Aortic Stenosis
Standard 2D and Doppler transthoracic echocardiography remains the
primary diagnostic tool for the diagnosis of aortic stenosis using
pressure gradients and the continuity equation method. It is important
to understand that both methods are flow dependent and indirect estimate
of the aortic valve area. There are several limitations to the use of
continuity equation to calculate the aortic valve area because it
assumes that the LVOT is circular in geometry, which is not true in many
cases. In fact, the coronal measurement of the LVOT is the smaller of
the LVOT diameters compared to the sagittal. A narrow LVOT also
overestimates the severity of aortic stenosis when using the continuity
equation.
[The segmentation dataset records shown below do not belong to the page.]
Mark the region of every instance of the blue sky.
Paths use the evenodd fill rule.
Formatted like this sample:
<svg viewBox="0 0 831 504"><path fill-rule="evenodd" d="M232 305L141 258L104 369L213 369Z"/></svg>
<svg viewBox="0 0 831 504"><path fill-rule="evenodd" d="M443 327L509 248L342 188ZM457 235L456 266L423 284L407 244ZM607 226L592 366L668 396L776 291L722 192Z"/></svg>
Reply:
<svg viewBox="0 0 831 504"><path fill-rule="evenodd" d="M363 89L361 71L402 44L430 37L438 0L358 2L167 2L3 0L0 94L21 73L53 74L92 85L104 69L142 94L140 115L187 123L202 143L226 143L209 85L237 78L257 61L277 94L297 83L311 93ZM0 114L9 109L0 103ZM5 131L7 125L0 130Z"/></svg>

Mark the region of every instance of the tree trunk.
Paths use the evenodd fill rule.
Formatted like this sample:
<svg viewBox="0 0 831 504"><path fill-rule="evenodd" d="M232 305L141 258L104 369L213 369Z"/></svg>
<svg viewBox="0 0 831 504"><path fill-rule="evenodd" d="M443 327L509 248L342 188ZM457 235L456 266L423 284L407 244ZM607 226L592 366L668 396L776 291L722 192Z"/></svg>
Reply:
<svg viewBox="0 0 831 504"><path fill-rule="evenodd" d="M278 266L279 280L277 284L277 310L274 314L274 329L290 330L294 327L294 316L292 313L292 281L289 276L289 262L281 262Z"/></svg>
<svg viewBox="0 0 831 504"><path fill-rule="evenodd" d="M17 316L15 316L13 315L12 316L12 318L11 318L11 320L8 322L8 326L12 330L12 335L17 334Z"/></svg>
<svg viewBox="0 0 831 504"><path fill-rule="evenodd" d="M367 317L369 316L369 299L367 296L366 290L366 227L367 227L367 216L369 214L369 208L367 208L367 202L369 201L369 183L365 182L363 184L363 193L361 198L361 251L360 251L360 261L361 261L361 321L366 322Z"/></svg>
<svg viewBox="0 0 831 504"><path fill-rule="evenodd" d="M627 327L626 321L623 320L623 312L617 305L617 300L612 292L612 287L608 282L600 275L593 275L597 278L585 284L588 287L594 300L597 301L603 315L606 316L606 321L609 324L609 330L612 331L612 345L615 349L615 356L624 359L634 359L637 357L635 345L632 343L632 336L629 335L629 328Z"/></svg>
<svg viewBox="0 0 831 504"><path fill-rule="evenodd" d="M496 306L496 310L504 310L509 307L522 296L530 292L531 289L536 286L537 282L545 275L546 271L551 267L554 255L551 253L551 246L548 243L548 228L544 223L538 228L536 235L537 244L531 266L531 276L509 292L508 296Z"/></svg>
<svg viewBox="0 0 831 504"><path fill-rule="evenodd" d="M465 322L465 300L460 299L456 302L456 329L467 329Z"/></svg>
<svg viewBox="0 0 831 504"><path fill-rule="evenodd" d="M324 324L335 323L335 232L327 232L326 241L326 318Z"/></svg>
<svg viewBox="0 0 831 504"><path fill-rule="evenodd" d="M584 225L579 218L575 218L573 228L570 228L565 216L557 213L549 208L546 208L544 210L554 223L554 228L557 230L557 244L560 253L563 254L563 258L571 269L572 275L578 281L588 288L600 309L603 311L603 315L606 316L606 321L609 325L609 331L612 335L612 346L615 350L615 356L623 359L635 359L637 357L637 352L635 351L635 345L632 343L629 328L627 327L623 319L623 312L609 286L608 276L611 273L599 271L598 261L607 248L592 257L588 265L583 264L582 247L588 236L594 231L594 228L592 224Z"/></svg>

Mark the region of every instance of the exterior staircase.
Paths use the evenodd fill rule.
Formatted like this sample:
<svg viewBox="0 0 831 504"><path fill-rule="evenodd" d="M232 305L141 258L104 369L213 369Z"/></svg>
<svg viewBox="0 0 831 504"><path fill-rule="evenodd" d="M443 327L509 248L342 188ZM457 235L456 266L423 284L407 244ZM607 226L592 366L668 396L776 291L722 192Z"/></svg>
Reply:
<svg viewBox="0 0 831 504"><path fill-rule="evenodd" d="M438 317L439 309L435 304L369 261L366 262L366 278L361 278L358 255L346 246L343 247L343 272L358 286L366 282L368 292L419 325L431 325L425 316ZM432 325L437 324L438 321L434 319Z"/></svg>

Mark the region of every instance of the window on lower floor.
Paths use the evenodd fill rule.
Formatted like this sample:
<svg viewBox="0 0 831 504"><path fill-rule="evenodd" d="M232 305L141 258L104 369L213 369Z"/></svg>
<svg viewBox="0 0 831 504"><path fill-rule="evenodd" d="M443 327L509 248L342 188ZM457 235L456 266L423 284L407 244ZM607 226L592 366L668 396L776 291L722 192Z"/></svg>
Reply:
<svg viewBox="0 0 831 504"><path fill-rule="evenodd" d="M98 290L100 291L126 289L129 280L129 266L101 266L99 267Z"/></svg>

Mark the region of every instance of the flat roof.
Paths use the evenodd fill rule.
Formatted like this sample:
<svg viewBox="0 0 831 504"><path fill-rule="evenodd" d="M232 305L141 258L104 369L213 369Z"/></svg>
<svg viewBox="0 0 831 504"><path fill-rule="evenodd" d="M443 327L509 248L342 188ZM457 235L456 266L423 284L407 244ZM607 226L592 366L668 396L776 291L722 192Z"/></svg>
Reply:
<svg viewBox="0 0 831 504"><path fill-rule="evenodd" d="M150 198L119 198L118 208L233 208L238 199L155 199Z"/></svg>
In addition, obtaining the peak Doppler velocity across the
aortic valve can be challenging, which may lead to underestimation of
the aortic stenosis, whereas overestimation can occur in cases of
significant pressure recovery phenomenon. The use of 3D echocardiography
either from a transthoracic or transesophageal approach can overcome
these limitations and has several advantages over 2D imaging. For
instance, the ability of 3D echocardiography to visualize the aortic
valve and annulus from different angles allows for accurate planimetry
of both the aortic valve and LVOT. Using multiplanar reconstruction
mode, 3D datasets of the aortic valve allows cropping to the tips of the
aortic valve leaflets for precise planimetry and calculate the aortic
valve area (Movie 2).11 It also can assess
individualized leaflets motion and localize the site of obstruction in
patients with subvalvular or supravalvular obstruction.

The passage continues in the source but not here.